I saw the filthy, abandoned factory in France where the PIP breasts were made.

I also met dozens of the angry women who were left not knowing what the consequences could be. There was some negative press comment about the women: "If they are vain enough to want cosmetic surgery don't they deserve all they get?"

This ignores the fact that many of the victims were not "cosmetic" patients in the strictest sense - many who I met had suffered physical problems requiring implants.

In any case, shouldn't women be entitled to safe products when they are spending their hard-earned money?

There are still many battles ahead for these women, for example the Harley Medical Group which implanted around 14,000 has so far replaced only about 1000.

In 2013 the trial of the suspected executives will commence in France. Men, too, are likely to be involved. When I was at the PIP factory I found artificial testicles as well.

PPI mis-selling

PPI is another sorry tale of greed and error.

The end of 2012 brings the total paid out for mis-sold PPI to more than £7.5 billion since January 2011.

For years, Payment Protection Insurance was wrongly sold (for example to people who could never have actually claimed) and the chaos was deepened when complaints about the scandal were also mishandled.

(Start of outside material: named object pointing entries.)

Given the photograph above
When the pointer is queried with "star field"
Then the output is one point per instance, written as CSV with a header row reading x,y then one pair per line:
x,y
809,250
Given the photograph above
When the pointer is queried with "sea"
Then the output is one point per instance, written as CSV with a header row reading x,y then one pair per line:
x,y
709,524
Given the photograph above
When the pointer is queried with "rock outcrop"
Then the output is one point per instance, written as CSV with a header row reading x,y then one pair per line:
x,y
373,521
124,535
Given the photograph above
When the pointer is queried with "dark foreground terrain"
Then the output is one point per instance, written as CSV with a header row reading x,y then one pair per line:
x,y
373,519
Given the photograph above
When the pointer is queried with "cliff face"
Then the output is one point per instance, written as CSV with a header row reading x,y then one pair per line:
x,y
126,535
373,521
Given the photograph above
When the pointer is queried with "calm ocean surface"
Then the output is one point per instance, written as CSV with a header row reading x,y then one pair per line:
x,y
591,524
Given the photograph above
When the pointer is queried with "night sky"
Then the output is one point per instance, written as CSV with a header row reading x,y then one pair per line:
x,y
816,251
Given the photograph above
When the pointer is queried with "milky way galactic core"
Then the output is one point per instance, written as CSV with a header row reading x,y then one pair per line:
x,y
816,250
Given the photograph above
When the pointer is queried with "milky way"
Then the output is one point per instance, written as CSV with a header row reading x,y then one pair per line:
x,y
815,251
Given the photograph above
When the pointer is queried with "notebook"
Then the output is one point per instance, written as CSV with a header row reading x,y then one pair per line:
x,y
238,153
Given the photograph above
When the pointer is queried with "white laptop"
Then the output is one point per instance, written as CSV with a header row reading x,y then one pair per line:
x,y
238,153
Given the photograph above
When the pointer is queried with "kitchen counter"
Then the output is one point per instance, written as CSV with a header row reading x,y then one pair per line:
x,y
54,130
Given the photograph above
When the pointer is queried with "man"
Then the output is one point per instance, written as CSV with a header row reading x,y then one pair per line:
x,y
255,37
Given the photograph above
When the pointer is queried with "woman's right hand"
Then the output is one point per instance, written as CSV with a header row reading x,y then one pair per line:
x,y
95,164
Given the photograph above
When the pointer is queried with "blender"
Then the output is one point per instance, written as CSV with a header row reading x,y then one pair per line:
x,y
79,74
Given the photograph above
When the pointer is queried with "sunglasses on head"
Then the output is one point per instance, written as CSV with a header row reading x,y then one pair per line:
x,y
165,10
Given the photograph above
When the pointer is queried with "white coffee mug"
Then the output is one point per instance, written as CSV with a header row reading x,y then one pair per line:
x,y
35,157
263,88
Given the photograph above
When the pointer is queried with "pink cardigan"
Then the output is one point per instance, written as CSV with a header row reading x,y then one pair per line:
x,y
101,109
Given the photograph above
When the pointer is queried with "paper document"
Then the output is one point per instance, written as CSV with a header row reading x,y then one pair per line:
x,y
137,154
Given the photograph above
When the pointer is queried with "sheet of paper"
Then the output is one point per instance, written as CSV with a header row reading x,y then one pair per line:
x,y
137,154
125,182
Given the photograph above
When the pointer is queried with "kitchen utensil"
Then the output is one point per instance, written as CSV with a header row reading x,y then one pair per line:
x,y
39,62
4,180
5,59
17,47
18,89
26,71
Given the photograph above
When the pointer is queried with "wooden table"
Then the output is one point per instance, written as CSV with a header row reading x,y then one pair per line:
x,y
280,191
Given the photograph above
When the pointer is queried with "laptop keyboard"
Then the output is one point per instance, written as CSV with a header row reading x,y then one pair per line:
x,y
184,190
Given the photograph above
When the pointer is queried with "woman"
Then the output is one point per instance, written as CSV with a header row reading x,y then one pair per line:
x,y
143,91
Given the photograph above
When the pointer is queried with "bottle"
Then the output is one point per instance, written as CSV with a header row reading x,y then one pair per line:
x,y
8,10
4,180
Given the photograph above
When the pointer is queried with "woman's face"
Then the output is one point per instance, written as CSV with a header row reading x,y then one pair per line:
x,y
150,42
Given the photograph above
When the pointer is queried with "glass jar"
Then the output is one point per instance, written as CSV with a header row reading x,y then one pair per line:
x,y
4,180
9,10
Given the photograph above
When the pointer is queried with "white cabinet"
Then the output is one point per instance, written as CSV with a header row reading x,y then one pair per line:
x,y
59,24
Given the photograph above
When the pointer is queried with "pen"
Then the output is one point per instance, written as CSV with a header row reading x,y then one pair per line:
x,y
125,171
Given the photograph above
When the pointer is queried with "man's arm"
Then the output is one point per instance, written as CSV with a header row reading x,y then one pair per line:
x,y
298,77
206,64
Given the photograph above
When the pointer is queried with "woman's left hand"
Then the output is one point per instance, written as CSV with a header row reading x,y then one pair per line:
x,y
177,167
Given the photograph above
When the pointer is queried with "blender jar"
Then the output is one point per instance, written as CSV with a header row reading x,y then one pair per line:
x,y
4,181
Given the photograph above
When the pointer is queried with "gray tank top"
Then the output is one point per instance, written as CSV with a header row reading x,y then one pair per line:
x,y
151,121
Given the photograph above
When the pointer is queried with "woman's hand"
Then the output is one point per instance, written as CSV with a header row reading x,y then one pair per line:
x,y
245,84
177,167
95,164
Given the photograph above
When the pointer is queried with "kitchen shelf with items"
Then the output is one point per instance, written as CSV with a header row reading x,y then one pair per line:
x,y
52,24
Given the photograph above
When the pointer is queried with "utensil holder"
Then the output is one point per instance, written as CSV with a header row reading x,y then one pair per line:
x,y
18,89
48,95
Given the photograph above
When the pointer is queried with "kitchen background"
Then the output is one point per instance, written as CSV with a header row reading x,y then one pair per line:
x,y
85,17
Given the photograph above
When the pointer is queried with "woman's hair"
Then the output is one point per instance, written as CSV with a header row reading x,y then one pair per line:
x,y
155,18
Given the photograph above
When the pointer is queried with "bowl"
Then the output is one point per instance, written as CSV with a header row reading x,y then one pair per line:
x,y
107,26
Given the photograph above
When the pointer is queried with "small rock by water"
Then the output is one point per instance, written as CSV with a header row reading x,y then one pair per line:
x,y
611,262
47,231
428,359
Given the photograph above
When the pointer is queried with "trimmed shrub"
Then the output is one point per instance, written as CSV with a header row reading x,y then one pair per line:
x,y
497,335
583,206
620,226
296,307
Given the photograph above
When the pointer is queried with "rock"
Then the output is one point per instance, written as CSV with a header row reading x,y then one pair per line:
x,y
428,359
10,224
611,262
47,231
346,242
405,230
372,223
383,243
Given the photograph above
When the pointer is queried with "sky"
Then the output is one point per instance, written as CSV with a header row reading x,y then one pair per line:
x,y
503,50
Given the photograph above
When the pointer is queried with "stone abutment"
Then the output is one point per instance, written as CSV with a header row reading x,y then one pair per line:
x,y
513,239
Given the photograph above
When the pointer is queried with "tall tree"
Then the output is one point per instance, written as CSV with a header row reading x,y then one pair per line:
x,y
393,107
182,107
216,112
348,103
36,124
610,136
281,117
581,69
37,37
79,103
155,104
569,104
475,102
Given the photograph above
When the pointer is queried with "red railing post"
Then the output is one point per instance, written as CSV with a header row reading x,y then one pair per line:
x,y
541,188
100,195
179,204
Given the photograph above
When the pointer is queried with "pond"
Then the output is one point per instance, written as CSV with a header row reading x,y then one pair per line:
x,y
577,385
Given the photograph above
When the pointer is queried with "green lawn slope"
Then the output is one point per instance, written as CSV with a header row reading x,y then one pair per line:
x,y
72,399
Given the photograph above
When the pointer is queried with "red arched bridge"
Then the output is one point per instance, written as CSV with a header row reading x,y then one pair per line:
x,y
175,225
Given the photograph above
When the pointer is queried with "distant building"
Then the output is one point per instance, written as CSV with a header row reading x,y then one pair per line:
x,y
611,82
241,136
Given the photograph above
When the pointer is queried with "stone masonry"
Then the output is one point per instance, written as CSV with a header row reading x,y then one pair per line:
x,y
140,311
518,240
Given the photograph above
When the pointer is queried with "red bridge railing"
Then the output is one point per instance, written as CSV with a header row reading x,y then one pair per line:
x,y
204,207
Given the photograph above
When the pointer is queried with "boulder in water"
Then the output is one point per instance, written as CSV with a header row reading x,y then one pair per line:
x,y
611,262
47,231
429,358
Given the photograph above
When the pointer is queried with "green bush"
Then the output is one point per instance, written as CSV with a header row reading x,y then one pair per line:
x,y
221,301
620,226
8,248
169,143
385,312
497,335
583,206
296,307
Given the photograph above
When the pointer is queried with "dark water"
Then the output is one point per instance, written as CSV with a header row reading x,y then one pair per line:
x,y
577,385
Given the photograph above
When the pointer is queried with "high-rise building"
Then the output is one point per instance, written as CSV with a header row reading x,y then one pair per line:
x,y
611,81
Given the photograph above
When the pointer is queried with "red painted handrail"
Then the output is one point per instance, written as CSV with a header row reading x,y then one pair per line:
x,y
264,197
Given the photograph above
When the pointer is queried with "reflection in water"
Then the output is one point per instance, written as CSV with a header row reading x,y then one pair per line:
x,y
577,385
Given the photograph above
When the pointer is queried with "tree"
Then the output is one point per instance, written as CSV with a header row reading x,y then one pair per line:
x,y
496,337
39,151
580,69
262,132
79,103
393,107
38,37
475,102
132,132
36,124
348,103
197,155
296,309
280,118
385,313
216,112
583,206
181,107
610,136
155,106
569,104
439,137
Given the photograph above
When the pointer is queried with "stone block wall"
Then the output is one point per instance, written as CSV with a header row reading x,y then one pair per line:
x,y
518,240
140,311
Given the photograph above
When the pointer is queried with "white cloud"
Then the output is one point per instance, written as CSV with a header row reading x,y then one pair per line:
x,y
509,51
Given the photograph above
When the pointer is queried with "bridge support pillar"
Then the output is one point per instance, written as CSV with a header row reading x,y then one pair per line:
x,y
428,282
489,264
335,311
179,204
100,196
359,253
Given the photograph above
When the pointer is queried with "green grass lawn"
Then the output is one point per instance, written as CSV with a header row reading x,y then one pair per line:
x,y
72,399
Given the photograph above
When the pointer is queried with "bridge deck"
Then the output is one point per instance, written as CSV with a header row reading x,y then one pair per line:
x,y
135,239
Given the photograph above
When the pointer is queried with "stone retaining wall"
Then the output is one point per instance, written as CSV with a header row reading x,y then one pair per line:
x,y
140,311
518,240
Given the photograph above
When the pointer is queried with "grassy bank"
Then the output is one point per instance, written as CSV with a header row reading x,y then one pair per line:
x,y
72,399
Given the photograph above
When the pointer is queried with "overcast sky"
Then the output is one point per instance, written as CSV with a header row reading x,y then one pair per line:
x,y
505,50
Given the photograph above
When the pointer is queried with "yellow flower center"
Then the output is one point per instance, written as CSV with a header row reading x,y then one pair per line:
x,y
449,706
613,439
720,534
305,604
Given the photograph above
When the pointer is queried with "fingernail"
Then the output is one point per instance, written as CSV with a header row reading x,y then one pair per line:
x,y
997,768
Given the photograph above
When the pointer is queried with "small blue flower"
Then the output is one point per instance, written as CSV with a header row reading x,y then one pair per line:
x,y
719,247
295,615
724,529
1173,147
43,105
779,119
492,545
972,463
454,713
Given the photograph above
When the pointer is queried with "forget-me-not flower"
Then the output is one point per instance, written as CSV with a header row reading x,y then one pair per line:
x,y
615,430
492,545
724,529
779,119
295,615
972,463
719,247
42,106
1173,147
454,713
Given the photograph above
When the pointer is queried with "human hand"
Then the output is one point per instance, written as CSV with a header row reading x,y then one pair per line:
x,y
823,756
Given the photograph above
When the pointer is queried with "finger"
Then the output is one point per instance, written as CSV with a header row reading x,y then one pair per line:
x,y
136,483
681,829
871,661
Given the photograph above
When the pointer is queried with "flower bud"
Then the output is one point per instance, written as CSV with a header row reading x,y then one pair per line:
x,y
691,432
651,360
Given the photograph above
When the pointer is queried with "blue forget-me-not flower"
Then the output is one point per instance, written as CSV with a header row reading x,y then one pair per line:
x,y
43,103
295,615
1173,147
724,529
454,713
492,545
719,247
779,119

Millions more could still claim and the banks are bracing for the final bill - around £10 billion has been set aside. The was £3 billion in claims for the first half of 2012 alone.

High Street woes

Thousands lost jobs as Comet closed down. Credit: PA

It was a telling coincidence that Comet was closing its doors just as the first year anniversary of the Mary Portas Review was reached.

It was a year in which many ideas surfaced about how the decline of our High Streets could be halted, but as one shopkeeper I interviewed said, "it's customers we need, not ideas."

Government did put some money into 'Portas Pilot Towns,' but only £1.5 million shared between 15 towns.

We have yet to see if their trial of the Portas plans will succeed, but as we end the year, signs are far from good.

Comet closed its final stores, HMV warned of its financial stress and Pizza Hut announced a shift from High Street and into shopping malls.

Meanwhile the online retail sector is reporting another record breaking Christmas trading season.